US House committee passes bill aimed at streamlining offshore permitting
The US House Natural Resources Committee approved a measure that aims to streamline offshore oil and gas producers’ applications for incidental harassment authorizations not directly related to exploration and production. H.R. 3133 passed by voice vote on Jan. 10 after two amendments proposed by Democrats on the committee were defeated.
The bill, which Rep. Mike Johnson (R-La.) introduced on June 29, 2017, would amend portions of the 1972 Marine Mammal Protection Act. It specifically would exempt an authorized taking—the accidental killing of a fish or mammal—from prohibition under Section 9 of the 1973 Endangered Species Act.
“Washington bureaucrats should never have the authority to halt coastal initiatives based on their own politically biased agendas. Yet many permit approvals are prolonged, including coastal restoration efforts and critical naval operations, specifically for that reason,” Johnson said following the vote to send the measure to the House floor.

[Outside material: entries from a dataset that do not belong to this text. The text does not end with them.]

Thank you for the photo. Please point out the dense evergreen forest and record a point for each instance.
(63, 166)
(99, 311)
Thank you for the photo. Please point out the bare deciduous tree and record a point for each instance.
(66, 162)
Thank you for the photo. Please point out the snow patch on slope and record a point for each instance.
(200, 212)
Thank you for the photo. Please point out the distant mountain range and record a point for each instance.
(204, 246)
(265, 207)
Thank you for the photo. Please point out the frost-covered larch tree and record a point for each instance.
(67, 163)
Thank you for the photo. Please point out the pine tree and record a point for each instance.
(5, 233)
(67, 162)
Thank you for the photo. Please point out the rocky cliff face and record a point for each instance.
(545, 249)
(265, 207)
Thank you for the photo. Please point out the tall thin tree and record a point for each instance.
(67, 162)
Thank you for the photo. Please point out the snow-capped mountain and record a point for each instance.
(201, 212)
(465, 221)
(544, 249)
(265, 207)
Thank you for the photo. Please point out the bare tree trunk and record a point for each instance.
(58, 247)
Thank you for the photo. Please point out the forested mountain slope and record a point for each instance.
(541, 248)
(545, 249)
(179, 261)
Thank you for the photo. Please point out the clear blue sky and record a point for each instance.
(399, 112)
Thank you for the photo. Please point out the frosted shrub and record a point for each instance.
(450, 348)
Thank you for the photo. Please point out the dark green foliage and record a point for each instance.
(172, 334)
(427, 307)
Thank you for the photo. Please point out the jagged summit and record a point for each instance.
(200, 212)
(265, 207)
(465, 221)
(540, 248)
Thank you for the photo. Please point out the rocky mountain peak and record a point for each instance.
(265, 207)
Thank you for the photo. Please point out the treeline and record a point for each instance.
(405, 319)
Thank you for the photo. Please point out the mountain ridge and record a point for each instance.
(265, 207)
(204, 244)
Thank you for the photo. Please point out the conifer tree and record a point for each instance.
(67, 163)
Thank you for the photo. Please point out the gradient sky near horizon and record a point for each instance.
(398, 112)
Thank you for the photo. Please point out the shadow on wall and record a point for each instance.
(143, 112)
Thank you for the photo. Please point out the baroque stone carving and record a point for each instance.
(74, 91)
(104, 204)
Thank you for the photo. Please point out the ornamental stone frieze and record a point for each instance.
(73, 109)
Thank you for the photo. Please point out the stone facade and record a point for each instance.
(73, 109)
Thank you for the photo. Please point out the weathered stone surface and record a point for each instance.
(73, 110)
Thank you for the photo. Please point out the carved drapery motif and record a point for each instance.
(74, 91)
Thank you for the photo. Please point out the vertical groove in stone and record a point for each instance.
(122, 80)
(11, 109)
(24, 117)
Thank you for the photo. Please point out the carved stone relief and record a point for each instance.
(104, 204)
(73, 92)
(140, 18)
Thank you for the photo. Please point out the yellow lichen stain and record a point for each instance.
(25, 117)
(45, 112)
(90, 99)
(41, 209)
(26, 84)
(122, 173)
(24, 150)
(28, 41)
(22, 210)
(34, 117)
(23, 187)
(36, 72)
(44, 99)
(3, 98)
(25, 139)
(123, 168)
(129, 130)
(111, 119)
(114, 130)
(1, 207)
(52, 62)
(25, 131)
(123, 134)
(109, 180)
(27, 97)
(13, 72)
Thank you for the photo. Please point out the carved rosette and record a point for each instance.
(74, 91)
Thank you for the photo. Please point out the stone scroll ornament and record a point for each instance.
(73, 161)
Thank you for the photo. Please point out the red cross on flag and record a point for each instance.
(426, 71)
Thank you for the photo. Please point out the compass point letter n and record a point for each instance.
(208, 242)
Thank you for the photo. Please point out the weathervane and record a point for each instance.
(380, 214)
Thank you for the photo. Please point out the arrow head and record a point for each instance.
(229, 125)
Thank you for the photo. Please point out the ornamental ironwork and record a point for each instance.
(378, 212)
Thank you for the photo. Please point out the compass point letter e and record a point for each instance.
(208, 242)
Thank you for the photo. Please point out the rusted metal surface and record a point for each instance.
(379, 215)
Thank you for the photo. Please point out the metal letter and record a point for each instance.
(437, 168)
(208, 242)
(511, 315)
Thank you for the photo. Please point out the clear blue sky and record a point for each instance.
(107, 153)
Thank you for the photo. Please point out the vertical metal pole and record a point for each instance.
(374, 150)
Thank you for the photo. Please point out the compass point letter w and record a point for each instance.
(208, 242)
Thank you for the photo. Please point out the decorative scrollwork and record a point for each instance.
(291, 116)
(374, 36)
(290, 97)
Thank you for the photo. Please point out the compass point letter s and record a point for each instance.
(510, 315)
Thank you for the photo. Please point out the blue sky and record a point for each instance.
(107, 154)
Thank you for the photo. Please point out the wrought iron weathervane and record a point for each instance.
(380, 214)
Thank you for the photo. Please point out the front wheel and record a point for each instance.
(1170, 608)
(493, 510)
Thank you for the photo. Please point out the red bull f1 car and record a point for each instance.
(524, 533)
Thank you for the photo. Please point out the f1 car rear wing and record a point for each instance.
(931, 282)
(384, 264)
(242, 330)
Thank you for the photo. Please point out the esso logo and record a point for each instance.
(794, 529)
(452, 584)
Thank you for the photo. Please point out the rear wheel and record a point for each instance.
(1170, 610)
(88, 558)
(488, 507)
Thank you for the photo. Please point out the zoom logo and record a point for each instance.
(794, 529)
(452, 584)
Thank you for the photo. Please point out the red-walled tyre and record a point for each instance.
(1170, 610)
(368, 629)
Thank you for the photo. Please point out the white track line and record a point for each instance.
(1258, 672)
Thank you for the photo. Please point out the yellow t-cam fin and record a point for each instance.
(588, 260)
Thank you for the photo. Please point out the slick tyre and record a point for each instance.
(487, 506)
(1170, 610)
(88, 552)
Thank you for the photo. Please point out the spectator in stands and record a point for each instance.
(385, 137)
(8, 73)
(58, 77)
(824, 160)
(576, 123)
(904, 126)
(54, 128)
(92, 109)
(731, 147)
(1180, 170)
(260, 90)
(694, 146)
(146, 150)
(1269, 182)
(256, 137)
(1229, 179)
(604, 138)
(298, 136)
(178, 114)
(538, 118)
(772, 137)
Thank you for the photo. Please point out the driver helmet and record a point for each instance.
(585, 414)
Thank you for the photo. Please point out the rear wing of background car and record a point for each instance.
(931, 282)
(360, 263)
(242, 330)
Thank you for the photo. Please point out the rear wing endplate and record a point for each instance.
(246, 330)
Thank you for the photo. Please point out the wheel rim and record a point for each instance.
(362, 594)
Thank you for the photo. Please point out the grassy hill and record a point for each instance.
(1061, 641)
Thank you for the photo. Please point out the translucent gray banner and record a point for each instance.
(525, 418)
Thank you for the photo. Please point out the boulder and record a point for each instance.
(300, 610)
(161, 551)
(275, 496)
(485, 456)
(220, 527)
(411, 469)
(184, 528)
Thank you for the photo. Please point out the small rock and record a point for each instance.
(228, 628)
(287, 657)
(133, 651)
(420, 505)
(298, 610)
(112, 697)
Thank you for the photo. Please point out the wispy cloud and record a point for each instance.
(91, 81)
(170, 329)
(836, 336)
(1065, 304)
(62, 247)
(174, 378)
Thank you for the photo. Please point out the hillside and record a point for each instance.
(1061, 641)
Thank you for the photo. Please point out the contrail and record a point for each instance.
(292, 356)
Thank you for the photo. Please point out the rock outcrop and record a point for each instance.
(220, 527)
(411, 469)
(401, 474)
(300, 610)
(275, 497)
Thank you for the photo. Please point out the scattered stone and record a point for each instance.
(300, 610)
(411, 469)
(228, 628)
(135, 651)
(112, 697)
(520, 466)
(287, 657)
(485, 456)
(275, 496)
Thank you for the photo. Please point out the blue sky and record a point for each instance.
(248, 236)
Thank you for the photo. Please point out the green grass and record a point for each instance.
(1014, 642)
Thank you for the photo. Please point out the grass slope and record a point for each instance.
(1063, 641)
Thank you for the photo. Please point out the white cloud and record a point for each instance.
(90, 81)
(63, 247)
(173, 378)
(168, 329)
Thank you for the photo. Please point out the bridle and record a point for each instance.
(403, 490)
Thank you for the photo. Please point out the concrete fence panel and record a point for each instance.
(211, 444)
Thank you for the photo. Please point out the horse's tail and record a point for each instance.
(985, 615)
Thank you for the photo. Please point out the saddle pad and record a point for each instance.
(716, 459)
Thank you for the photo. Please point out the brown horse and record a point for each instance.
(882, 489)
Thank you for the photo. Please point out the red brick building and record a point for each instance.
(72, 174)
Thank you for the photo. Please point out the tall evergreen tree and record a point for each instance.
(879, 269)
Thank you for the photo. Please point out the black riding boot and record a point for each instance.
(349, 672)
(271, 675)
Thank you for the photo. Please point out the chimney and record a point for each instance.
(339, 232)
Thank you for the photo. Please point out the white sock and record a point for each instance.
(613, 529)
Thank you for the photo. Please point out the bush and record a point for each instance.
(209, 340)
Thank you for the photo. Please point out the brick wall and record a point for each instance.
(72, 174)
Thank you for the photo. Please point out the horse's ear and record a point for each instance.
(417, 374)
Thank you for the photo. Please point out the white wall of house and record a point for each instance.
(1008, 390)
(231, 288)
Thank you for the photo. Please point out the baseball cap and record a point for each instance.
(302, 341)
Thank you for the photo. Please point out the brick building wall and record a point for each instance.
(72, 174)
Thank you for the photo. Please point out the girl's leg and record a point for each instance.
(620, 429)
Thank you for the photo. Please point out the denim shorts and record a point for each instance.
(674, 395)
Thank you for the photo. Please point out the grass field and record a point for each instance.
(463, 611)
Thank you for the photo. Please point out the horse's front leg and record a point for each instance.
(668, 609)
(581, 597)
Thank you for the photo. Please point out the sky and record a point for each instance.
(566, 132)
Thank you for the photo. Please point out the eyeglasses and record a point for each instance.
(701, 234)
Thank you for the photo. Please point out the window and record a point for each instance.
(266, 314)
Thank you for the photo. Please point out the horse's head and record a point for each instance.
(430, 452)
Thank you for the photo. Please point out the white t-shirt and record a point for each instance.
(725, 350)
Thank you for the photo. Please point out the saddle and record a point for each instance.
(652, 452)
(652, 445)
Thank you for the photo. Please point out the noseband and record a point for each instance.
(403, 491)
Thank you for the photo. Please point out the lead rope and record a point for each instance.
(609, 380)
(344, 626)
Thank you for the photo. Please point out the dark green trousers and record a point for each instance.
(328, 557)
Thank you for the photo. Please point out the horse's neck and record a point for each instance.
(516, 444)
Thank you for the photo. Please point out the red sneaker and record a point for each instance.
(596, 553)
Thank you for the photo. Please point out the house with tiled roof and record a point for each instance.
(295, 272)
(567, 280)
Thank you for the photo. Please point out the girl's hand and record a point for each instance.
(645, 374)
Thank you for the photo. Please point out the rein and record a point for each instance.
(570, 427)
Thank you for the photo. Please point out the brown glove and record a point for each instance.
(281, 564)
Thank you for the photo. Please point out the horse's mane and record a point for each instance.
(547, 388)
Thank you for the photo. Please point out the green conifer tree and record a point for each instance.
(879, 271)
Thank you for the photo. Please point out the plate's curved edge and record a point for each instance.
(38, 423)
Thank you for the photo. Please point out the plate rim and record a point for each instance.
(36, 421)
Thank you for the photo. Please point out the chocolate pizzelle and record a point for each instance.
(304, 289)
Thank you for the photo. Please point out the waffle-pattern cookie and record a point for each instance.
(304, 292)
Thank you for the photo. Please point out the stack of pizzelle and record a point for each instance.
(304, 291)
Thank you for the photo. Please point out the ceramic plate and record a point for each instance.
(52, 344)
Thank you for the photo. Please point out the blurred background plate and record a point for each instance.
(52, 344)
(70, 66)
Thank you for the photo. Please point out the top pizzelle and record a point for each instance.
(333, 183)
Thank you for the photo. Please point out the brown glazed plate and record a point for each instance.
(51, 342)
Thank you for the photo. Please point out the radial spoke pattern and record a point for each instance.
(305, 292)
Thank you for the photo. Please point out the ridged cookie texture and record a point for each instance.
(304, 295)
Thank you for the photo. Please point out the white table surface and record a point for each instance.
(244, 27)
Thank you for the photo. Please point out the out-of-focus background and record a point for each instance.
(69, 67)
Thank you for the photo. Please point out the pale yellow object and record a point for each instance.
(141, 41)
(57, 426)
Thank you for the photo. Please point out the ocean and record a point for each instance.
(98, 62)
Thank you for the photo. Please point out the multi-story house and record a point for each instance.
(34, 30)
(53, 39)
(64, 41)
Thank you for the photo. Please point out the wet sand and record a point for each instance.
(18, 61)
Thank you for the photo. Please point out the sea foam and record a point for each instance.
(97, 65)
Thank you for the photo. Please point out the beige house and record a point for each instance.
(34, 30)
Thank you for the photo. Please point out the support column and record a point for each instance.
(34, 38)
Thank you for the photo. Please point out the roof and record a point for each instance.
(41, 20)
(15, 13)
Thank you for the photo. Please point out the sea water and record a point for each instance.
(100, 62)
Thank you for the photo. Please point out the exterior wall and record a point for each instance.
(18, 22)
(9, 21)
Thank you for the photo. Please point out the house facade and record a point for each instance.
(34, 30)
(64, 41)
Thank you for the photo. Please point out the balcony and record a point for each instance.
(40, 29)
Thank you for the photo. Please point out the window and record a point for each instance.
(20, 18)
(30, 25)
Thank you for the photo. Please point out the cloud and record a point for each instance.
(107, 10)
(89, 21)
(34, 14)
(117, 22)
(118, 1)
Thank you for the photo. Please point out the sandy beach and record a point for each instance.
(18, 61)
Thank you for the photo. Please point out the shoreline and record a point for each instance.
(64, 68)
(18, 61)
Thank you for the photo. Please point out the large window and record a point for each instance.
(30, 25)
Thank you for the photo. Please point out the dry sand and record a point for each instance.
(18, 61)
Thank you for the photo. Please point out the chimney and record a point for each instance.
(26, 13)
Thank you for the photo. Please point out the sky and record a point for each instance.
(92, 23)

“Dogma and outdated federal mandates are stalling beneficial conservation and economic development activities,” said Rep. Rob Bishop (R-Utah), the committee’s chairman. “This bill establishes accountability within the bureaucracy and reconciles conflicting federal requirements to make the law work better for people and the environment.”
Ranking Minority Member Raul M. Grijalva (D-Ariz.) called the measure “a dangerous bill that was solely written to fulfill the oil and gas industries wish list” and vowed to oppose it further if it comes before the full House.
“No one supports this bill other than big industries that will profit from more drilling,” Grijalva said. “Republicans should be listening to the scientists who support keeping the Marine Mammal Protection Act in place, the coastal communities who oppose opening our oceans to drilling, and the government officials who say this will add undue burden on the federal agencies.”
The committee approved Johnson’s bill less than a week after the Government Accountability Office publicly released findings that both the National Marine Fisheries Service and US Fish & Wildlife Service need to better explain how they conduct incidental harassment permit reviews for offshore oil and gas geologic and geophysical surveys to meet the US Bureau of Ocean Energy Management’s 120-day deadline.
GAO investigators found that NMFS, which is part of the US Department of Commerce’s National Oceanic and Atmospheric Administration, could not provide accurate dates on when the agency deems an application adequate and complete, while FWS, a US Department of the Interior agency like BOEM, does not even record the information.